El jefe de los soldados miró a sus hombres, vacilante. Siri no llegó a ver si obedecían o no, pues los criados la llevaron a un rincón tras un largo y negro pasillo. Trató de no mostrar su miedo. Había venido al palacio para casarse, y estaba decidida a causar una impresión favorable en el rey-dios. Pero en realidad estaba aterrada. ¿Por qué no había huido? ¿Por qué no se había librado de algún modo de todo aquello? ¿Por qué no podían dejarla en paz?
Ahora no había escapatoria. Mientras las criadas la llevaban por un pasillo hacia las profundidades del palacio, los últimos restos de su antigua vida desaparecieron tras ella.
Ahora estaba sola.
Lámparas de cristal de colores flanqueaban las paredes. Condujeron a Siri a través de oscuros pasadizos, dando vueltas y más vueltas. Trató de recordar el camino, pero pronto se sintió absolutamente perdida. Las sirvientas la rodeaban como una guardia de honor; aunque todas eran mujeres, pertenecían a edades diferentes. Todas llevaban una toca azul, el pelo suelto por atrás, y mantenían la mirada gacha. Sus titilantes túnicas azules eran amplias, incluso en el busto. Siri se ruborizó al ver los escotes. En Idris, las mujeres mantenían cubierto el cuello.
El negro pasillo acabó por desembocar en una habitación mucho más grande. Siri vaciló en la puerta. Aunque las paredes de piedra de esa habitación eran negras, estaban cubiertas con sedas de rico color marrón. De hecho, todo en la habitación era marrón, desde la alfombra hasta los muebles, pasando por las bañeras rodeadas de losetas ubicadas en el centro de la sala.

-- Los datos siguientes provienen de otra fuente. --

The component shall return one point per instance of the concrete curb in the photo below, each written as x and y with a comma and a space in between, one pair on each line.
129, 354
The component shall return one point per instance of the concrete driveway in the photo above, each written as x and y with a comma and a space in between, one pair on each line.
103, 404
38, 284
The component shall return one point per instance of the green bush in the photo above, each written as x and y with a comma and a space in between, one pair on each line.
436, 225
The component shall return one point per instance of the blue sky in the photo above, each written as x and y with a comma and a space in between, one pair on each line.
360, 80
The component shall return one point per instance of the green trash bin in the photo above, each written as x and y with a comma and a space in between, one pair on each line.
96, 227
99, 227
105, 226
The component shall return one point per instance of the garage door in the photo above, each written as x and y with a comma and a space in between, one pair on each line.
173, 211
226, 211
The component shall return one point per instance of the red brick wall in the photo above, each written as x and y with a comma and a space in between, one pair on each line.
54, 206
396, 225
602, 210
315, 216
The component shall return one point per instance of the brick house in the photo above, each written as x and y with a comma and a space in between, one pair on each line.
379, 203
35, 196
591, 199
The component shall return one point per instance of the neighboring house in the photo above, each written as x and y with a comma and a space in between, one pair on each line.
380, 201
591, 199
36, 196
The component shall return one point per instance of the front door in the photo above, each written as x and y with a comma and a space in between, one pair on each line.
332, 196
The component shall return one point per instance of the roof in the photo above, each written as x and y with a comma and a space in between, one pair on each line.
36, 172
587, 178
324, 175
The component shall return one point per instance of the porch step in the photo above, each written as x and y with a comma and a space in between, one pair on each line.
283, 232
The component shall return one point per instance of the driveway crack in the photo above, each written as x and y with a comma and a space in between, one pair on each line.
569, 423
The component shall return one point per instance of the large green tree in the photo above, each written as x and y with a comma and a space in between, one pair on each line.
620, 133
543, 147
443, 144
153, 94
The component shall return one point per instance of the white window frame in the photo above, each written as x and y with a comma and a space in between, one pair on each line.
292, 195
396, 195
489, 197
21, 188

Las criadas empezaron a tirarle de la ropa para desnudarla. Siri dio un salto, apartó varias manos e hizo que se detuvieran, sorprendidas. Entonces atacaron con renovado vigor, y Siri comprendió que no tendría más remedio que apretar los dientes y soportar aquel tratamiento. Alzó los brazos, dejando que le quitaran el vestido y la ropa interior, y sintió que su cabello se volvía rojo mientras se ruborizaba. Al menos la habitación estaba cálida.
No obstante, se estremeció. Se vio obligada a permanecer allí de pie, desnuda, mientras otras criadas se acercaban con cintas de medición. Hurgaron y sondearon, tomando diversas medidas, incluyendo las de la cintura, el busto, los hombros y las caderas. Cuando terminaron, las mujeres retrocedieron, y la habitación quedó en silencio. La bañera seguía humeando en el centro de la cámara. Varias mujeres se la señalaron.
«Supongo que se me permite lavarme yo sola», pensó Siri con alivio, acercándose a los escalones de losa. Se introdujo con cuidado en la enorme tina, y le satisfizo la temperatura del agua. Se sumergió y se permitió relajarse un poco.
Oyó sonidos de salpicaduras a su espalda y se volvió. Varias criadas, vestidas de marrón, se metían en la bañera con manoplas y jabón. Siri suspiró, rindiéndose a sus cuidados mientras empezaban a frotarle vigorosamente el cuerpo y el pelo. Cerró los ojos, soportando el tratamiento con tanta dignidad como fue capaz.